Sarebbe una sfida già molto difficile anche senza il Nymex, il tavolo verde degli speculatori del pianeta dove ogni barile estratto viene scambiato migliaia di volte alla velocità di un lampo. Una tendenza ampiamente prevista dai teorici del picco, a cui si sono aggiunti gli effetti della crisi dei subprime: i capitali in fuga dai mutui facili si sono riversati sul mercato delle materie prime mettendo il turbo al greggio (e al frumento, alla soia, al mais…) con una velocità che nemmeno i più apocalittici avevano previsto. La domanda quindi sorge spontanea: possibile che i grandi della terra lascino in balia della finanza d'azzardo una risorsa così importante per l'economia globale? Non è ideologia ma semplice buon senso che può essere condiviso da chi l'economia la fa girare sul serio. Per produrre qualunque cosa (anche l'energia nucleare) serve il petrolio, il cui prezzo dovrebbe essere determinato dai costi di estrazione, più i profitti delle compagnie che hanno investito e dei mediatori che lo portano sul mercato. Attualmente invece il prezzo viene determinato dalla rapidità con cui qualche ragazzetto, che non sa nulla né di petrolio né di economia reale, riesce a piazzare le sue ordinazioni o a liberarsene con un doppio click del mouse.

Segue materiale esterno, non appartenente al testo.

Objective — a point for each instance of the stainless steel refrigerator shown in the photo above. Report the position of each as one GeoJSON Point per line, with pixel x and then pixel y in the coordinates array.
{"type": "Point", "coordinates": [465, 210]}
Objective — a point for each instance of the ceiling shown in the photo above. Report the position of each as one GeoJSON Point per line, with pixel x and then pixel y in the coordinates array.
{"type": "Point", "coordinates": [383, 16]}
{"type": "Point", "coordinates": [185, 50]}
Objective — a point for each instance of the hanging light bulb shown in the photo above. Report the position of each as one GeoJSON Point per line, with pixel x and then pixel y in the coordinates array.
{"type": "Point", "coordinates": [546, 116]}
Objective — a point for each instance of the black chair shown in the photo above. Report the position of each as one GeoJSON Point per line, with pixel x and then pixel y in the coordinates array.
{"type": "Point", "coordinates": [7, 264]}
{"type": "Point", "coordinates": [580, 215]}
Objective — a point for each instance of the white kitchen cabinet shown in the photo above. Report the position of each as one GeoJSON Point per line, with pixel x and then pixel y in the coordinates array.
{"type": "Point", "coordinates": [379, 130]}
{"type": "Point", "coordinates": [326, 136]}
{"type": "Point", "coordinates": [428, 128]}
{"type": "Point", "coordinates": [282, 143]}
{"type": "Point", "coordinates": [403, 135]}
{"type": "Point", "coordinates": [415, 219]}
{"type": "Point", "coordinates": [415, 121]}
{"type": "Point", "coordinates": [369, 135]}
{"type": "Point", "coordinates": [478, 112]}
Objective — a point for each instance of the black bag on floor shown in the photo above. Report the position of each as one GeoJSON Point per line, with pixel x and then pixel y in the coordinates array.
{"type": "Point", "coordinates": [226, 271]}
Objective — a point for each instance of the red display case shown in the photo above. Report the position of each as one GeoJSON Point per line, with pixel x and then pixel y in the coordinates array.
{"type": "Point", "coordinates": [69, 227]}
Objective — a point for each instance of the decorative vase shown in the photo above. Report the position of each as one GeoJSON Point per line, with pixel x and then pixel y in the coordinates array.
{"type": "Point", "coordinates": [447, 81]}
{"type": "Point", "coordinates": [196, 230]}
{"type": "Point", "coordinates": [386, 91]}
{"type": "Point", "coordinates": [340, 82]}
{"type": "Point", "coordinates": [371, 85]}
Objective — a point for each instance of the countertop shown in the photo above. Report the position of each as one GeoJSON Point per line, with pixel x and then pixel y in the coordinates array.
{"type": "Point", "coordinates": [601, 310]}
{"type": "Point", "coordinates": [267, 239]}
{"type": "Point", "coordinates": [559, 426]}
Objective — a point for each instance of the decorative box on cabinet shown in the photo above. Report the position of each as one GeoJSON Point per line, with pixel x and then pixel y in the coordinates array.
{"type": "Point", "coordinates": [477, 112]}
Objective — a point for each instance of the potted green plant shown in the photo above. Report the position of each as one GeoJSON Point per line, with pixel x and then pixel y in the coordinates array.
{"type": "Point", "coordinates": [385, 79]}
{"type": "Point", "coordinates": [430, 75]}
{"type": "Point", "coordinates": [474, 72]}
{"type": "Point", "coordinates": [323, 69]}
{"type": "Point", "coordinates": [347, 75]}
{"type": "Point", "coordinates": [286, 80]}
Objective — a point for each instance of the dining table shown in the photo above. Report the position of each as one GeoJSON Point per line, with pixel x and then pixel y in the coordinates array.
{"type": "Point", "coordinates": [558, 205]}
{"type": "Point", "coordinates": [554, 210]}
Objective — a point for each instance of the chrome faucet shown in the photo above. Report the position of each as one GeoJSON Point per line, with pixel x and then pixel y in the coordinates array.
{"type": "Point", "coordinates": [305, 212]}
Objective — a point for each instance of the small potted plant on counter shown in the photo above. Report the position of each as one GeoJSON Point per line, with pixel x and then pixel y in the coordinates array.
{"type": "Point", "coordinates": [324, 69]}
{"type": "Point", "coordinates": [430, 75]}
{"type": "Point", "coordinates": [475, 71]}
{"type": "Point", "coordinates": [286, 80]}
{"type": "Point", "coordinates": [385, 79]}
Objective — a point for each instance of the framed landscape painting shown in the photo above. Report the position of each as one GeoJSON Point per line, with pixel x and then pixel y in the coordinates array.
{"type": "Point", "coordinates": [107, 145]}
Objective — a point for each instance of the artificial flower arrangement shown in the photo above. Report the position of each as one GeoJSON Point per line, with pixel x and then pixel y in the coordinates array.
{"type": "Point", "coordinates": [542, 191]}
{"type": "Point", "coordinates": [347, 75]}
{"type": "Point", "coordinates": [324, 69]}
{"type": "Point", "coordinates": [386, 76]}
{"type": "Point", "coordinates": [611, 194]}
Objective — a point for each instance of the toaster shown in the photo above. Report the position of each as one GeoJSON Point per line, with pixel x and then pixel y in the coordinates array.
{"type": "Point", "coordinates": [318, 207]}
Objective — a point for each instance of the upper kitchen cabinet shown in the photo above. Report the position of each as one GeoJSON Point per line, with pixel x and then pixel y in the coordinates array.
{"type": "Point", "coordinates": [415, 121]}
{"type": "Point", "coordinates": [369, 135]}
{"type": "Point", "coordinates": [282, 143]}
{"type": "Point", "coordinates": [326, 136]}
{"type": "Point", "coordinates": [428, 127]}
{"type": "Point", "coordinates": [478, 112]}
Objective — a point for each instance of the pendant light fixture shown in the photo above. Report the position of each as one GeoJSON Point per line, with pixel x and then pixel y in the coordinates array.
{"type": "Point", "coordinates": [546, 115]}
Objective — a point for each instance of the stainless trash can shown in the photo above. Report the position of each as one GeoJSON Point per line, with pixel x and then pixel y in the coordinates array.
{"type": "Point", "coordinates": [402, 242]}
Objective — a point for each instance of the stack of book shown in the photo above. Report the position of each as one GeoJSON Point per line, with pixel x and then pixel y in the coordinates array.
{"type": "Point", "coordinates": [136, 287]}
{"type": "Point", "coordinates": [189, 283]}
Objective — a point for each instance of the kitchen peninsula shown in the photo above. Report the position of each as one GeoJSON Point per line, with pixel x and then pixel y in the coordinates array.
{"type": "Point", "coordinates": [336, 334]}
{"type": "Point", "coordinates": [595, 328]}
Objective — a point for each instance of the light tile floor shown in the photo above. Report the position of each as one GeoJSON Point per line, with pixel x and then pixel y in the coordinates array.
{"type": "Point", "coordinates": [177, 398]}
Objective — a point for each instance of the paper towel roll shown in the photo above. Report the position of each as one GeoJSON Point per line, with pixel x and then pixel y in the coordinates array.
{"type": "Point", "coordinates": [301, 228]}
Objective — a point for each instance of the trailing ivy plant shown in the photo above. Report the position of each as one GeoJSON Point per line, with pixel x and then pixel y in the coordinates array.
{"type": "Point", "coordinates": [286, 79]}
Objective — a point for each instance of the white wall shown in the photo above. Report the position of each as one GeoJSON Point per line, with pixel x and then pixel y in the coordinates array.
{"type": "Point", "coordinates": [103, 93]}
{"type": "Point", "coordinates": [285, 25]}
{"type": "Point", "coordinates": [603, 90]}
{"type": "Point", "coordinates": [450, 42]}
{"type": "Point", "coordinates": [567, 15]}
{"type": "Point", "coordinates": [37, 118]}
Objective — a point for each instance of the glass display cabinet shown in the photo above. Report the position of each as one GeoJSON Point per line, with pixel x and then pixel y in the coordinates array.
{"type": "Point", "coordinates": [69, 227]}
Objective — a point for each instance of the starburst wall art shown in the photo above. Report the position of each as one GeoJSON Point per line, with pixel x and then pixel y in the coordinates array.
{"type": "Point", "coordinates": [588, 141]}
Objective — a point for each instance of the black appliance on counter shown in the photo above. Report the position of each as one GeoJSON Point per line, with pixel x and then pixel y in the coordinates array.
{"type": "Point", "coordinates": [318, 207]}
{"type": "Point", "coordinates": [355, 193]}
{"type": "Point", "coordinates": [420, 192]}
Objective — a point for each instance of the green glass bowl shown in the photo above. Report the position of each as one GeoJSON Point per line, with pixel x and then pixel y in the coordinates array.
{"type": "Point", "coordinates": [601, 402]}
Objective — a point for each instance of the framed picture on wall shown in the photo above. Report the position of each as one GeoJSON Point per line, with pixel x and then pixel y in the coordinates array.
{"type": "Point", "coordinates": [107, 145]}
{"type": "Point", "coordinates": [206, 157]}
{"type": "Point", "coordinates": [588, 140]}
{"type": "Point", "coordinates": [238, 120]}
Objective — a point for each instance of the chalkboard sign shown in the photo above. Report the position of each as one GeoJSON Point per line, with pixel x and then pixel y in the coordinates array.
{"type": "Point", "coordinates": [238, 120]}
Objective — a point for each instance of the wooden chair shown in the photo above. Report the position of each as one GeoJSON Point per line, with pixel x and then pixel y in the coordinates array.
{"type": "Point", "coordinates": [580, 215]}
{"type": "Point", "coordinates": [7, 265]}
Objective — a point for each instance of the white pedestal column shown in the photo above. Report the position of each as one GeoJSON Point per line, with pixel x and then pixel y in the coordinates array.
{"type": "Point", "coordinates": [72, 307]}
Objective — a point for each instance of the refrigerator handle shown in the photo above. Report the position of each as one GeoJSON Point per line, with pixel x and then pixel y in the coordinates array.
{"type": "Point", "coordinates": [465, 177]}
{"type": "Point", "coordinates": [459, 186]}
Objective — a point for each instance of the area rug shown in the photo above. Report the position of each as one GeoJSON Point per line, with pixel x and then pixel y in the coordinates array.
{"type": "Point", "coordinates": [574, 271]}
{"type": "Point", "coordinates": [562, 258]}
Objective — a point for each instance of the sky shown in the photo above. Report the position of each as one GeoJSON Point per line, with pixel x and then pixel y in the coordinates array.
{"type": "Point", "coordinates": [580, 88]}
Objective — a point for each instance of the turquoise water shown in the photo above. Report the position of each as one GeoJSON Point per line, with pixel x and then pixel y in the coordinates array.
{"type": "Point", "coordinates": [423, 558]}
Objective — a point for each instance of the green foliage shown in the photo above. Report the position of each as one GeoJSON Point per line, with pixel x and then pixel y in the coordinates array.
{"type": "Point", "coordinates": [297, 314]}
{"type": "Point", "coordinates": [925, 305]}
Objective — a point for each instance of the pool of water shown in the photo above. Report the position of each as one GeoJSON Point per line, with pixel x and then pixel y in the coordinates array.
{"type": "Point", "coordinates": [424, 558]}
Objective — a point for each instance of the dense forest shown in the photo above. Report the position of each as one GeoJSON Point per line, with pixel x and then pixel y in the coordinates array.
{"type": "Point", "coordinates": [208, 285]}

La finanza è un pozzo senza fondo capace di ingoiare consistenti realtà produttive in un solo boccone e di spingere a livelli insostenibili il costo di materie prime fondamentali per la nostra sopravvivenza. Riunirsi per parlare di crisi dei prezzi (agricoli o energetici) e non menzionarla è come cercare di liberarsi dell'acqua imbarcata senza tappare la falla. Prima o poi - sull'onda di un nuovo uragano, di un'altra guerra o di un incidente petrolifero di grandi dimensioni - la scarsità sarà tale da costringere i governi a fare l'impensabile: sottrarre il petrolio al gioco finanziario per gestirlo come si fa in tempo di guerra. Allora forse si potrà cominciare a ragionare sul serio.